I own my gullibility. If I could go back in time, and one of them did the “problem presentation,” I would have rehearsed a sympathetic but non-enabling response: “Wow, that’s tough. What are you going to do about it?” Parent fail. Or the bigger parent fail might be that I actually *think* that I have to solve other peoples’ problems. And that’s on me.
So last night I returned to my typical problem-solving mode. “Let me think about this,” I said. It’s fine, honey. I can go to Costco, you really don’t need to do anything. “Well, if I were a coach I would be disappointed with carbs for breakfast.” I was thinking two crock pots of scrambled eggs with ham and cheese. Two top-notch coffee cakes. Overnight oatmeal with berries & syrup. A fruit tray. Sliced ham on the side. I scoured the freezer. Checked the baking pantry. Texted my friends for extra crock pots and baking pans. Made lists. Wow, that sounds amazing, but I can take care of it with Costco if you don’t want to. It’s a lot of work.

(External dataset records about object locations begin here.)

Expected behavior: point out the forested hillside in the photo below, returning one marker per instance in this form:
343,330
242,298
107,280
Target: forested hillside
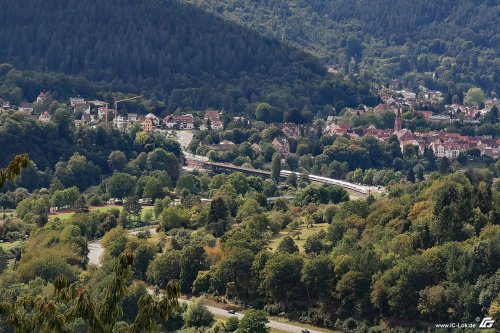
447,45
170,51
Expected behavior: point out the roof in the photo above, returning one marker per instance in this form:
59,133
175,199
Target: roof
280,140
212,114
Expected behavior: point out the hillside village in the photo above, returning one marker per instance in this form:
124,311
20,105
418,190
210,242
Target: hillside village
400,102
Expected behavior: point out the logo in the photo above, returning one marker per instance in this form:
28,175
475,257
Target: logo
487,322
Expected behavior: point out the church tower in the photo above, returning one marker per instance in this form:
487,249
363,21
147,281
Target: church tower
398,121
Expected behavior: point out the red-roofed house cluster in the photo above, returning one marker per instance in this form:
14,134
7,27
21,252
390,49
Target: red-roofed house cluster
442,143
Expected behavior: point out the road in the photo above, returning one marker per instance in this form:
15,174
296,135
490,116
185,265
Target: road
96,250
272,323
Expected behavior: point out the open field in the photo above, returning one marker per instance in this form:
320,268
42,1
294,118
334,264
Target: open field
304,234
10,245
68,214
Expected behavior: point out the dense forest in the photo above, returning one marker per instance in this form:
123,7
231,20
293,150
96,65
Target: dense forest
447,45
172,52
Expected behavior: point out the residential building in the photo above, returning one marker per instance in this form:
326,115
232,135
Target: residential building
281,145
224,145
41,98
398,122
154,119
120,123
26,107
76,101
182,122
148,124
44,117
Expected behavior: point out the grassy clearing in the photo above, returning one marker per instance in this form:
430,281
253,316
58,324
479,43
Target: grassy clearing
67,215
304,234
296,323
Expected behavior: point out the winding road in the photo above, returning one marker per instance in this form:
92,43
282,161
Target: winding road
96,250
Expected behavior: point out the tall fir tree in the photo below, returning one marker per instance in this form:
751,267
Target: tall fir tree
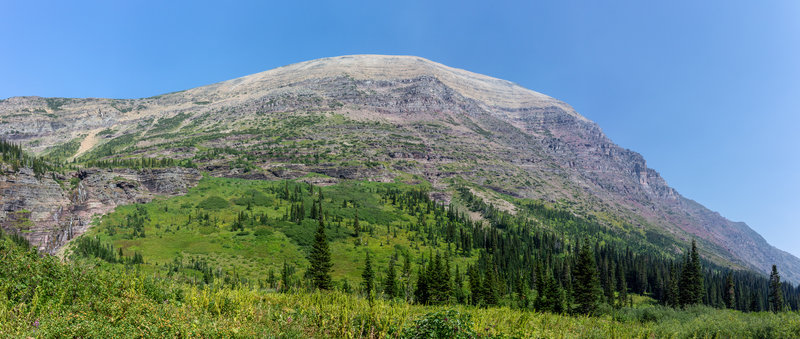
320,259
691,284
775,293
586,290
368,277
356,226
730,292
390,284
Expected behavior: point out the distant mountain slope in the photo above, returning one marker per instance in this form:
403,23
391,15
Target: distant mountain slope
380,117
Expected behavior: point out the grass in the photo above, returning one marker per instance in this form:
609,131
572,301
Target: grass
176,228
42,297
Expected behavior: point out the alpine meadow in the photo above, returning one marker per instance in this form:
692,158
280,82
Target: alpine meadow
361,196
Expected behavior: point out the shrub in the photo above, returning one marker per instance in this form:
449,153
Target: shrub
213,203
443,324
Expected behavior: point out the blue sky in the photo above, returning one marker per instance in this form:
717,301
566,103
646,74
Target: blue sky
707,91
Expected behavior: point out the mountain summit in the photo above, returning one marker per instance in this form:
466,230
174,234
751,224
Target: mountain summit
369,117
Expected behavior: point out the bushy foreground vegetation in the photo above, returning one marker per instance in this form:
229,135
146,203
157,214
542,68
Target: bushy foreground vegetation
42,297
265,234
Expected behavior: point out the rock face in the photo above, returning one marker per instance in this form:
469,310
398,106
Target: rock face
49,214
370,117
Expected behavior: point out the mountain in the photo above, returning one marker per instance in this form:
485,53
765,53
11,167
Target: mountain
370,117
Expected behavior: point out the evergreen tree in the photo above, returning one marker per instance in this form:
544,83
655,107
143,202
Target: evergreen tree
775,293
691,284
586,290
286,276
421,293
407,277
368,277
730,292
390,284
489,292
356,226
458,287
320,259
475,286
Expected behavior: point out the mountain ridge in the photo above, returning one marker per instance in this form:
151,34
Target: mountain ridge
513,133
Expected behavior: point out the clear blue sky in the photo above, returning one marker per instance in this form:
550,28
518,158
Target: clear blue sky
707,91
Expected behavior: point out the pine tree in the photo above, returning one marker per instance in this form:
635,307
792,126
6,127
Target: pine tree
691,283
390,285
475,286
367,277
730,292
356,226
489,292
587,285
775,293
320,259
407,277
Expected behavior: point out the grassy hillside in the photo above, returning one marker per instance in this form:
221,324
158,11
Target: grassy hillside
201,227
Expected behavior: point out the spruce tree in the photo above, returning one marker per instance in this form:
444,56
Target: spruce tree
691,283
775,293
586,290
368,277
320,259
730,292
489,293
475,285
356,226
390,285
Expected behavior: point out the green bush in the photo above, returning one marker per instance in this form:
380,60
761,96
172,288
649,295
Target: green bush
442,324
254,198
213,203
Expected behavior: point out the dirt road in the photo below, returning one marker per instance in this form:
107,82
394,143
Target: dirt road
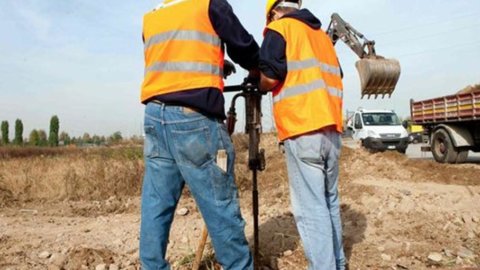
398,213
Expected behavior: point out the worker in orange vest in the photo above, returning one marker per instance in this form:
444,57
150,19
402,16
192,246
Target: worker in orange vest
299,65
184,42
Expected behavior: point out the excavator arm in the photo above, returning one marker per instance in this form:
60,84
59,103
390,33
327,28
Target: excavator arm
378,75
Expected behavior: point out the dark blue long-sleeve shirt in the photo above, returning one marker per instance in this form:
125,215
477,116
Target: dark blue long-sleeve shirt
241,47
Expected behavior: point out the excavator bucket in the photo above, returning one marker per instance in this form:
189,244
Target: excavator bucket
378,76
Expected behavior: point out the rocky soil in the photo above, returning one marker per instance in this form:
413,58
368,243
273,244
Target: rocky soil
397,213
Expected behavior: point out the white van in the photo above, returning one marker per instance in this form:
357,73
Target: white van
378,130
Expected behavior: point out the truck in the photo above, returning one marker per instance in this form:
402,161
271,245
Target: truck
378,130
452,124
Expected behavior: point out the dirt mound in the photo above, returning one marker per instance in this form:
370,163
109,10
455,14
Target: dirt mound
395,166
88,257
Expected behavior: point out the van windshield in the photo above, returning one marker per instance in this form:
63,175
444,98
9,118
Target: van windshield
380,119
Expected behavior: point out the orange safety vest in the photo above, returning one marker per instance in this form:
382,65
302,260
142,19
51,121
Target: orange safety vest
182,49
311,96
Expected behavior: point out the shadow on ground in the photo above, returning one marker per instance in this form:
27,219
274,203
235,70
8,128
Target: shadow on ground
279,235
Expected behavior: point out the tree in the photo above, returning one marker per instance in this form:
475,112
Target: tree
18,132
65,138
96,140
5,139
42,135
34,138
116,137
54,127
86,138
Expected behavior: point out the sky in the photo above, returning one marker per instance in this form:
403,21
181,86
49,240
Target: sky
83,60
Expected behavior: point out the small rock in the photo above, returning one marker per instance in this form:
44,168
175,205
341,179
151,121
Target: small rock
457,221
57,259
465,253
182,211
44,255
466,218
435,257
386,257
101,266
448,252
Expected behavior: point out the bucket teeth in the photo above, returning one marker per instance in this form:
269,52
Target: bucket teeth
378,76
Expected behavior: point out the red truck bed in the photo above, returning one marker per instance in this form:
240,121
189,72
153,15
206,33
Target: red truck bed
453,108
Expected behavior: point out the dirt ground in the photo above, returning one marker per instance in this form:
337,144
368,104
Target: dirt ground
397,213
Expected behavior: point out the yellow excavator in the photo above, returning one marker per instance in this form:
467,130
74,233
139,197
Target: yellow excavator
378,75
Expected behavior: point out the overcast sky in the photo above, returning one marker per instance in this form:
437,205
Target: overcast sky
83,60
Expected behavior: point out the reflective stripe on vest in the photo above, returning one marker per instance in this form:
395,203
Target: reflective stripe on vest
185,67
182,49
190,35
318,85
313,62
311,96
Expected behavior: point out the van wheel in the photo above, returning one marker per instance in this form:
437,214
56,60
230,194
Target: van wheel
442,147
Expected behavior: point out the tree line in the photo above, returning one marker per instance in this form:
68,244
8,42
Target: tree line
38,137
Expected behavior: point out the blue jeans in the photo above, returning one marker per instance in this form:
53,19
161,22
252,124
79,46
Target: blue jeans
312,163
180,148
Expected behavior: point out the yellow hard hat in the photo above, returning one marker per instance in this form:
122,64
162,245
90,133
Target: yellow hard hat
272,3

I texted my friend, Shauna, and asked if she is willing to come to my house after our girls’ dinner on Friday night. Extra hands make for light work. One Friday night, staying up late and then getting up early the next day to schlep food to the high school, is survivable. But this morning, in that hazy space between sleep and awake, I realized something. I don’t want to spend my entire evening stressed out and a Saturday morning running around. “I’m rethinking making food for the buffet, tomorrow.” We were still lying in bed. I told you that I can take care of it. My dad and I will go to Costco and he can help prep. It’s decided. I’m bailing on the food prep. Enjoying my friend. And my Saturday morning. Which will be quiet since everyone else will be gone at the tournament by 7:00. Watching the match will be fun, of course, especially since the youngest man-child is competing for the last time, but it will be much more fun to be a spectator. I’ve realized, I have to let go of some things, and this weekend I let go of the coach’s room buffet.